René Scharfe <l....@web.de> writes:

> That's by design -- extended headers are meant to be extracted as
> plain files by implementations that do not understand them.
>
> http://pubs.opengroup.org/onlinepubs/009695399/utilities/pax.html
> says: "If a particular implementation does not recognize the type, or
> the user does not have appropriate privilege to create that type, the
> file shall be extracted as if it were a regular file if the file type
> is defined to have a meaning for the size field that could cause data
> logical records to be written on the medium [...]."
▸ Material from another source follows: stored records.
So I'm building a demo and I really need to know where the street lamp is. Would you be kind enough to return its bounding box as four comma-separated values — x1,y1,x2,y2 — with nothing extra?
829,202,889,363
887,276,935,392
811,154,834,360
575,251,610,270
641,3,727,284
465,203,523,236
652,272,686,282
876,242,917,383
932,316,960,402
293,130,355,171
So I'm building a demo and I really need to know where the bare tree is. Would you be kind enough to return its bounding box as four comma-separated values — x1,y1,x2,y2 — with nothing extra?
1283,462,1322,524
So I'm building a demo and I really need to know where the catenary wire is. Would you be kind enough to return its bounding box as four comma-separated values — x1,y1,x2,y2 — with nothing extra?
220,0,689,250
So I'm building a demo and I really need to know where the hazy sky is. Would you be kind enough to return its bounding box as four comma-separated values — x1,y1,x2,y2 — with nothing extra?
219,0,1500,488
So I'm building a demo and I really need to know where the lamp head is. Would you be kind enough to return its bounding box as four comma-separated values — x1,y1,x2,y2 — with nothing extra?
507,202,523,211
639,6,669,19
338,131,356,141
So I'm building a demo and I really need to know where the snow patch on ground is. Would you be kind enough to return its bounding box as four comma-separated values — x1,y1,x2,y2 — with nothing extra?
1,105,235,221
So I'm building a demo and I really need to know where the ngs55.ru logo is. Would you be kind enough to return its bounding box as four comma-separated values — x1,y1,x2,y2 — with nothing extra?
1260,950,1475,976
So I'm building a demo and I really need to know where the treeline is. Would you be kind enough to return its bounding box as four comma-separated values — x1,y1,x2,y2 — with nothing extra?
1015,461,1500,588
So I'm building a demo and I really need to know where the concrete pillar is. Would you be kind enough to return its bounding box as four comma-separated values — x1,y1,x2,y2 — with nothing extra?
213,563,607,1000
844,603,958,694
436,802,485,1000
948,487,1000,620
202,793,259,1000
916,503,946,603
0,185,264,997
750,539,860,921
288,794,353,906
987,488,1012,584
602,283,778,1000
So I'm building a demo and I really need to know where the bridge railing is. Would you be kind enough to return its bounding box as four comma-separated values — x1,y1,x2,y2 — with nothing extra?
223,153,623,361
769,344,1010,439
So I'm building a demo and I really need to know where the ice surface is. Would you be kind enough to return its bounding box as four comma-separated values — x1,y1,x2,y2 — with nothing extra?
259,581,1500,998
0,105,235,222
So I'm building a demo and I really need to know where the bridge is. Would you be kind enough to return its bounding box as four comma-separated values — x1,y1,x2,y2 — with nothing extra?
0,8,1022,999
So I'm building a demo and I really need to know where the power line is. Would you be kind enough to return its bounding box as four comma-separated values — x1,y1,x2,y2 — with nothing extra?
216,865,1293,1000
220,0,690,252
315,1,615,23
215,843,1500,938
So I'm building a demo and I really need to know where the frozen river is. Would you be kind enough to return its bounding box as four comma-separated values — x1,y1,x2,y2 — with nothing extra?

Ahh, thanks for digging this up.  I knew POSIX said something about
this somewhere when I responded (and that is why I said "even though
I wouldn't have minded if the original implementation were to apply
the same umask for these entries that look like "dummy files" to
them."), but I didn't have patience to read it through myself.

> It's surprising and sad to see *pax* implementations not supporting
> pax extended headers in 2014, though.  It seems long file names
> etc. are not common enough.  Or perhaps pax is simply not used that
> much.

I would say that if we really want strictness, the _right_ way
forward might be:

 - Use tar.paxumask patch from Linus, to allow those who are aware
   of and care about the older pax implementations (i.e. Brian), to
   optionally tweak umasks applied to those extended header entries,
   while keeping the traditional behaviour as the default;

 - Warn that the default will change to use tar.paxumask that is the
   same as tar.umask in some future version of Git;

 - In some future version, flip the default.

Given that it will be a race between us flipping the default and the
affected implementations of extraction tools going extinct, however,
I do not think such a transition would be of high priority.